Notes de l’auteur à propos de quelques termes antillais cités dans le texte : Béké : ou Blanc créole, ainsi nommé par opposition au Blanc métropolitain. Les Békés descendent des premiers colons esclavagistes. En Guadeloupe on les nomme « Blancs-pays ».

Créole : Toute personne de race blanche qui est née dans une des anciennes colonies des tropiques. Par extension, le qualificatif « créole » s’est étendu. Ainsi, par exemple, un ancien « jardin caraïbe » est désormais appelé « jardin créole ».

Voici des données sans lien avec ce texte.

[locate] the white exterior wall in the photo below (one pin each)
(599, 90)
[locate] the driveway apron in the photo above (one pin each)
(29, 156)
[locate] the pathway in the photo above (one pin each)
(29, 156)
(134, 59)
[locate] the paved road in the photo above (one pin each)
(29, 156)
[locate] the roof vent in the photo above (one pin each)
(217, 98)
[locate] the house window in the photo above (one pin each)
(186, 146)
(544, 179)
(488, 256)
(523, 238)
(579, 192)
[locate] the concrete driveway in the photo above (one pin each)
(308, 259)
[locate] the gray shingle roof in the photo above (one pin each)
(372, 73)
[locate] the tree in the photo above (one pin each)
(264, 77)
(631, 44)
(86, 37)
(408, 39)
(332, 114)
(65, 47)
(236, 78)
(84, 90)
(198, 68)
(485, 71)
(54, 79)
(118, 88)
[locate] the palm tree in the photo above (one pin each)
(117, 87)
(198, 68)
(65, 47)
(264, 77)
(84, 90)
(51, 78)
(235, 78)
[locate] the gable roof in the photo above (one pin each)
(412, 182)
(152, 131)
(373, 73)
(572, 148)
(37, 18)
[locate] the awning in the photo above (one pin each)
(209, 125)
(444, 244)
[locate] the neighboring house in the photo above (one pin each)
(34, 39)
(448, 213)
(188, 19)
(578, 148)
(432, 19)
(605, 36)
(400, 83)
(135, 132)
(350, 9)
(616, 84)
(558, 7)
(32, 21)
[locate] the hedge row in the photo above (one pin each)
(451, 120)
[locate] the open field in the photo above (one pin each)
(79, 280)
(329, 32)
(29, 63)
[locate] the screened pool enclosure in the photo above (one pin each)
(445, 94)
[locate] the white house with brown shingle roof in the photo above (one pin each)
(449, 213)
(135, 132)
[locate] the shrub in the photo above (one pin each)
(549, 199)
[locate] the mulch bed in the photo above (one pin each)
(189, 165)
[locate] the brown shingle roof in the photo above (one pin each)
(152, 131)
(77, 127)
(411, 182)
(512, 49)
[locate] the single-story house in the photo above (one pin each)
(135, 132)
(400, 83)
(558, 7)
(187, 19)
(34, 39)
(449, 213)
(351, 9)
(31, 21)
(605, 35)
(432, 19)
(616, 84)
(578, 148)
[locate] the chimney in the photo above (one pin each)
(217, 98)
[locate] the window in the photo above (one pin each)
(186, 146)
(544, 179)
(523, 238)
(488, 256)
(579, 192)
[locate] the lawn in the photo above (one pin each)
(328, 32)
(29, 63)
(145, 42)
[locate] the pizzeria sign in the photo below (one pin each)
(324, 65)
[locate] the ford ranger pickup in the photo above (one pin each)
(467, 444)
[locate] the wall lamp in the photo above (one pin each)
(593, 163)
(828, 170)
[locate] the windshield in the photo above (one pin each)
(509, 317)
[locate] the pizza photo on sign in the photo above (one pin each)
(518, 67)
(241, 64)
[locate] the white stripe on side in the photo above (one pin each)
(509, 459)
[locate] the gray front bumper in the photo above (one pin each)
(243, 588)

Chabin : Personne à peau claire de type négroïde avec les cheveux crépus. À l’origine, dénomination spécifique d’une espèce de mouton à poil grossier longtemps considéré à tort comme l’hybride de la chèvre et du mouton.

Coolie : Personne d’origine tamoule du Sud de l’Inde, arrivée en Martinique à bord des « coolie-ships », en 1853, après l’abolition de l’esclavage. En Guadeloupe, on appelle ces personnes des « zindiens » ou des « malabars ».

Marron (et son dérivé, marronnage) : Dénomination attribuée au cours de l’esclavage à un esclave temporairement ou durablement fugitif.

Mulâtre : Personne née d’un couple Blanc/Noir ; altération de l’espagnol « mulato », « mulo », soit « mulet, bête hybride » (Hachette), animal qui n’engendre pas ou « ne peut faire race » (Littré). Toutefois, pendant l’esclavage et très longtemps après, ce mot désignait toute personne née d’un homme blanc et d’une femme noire.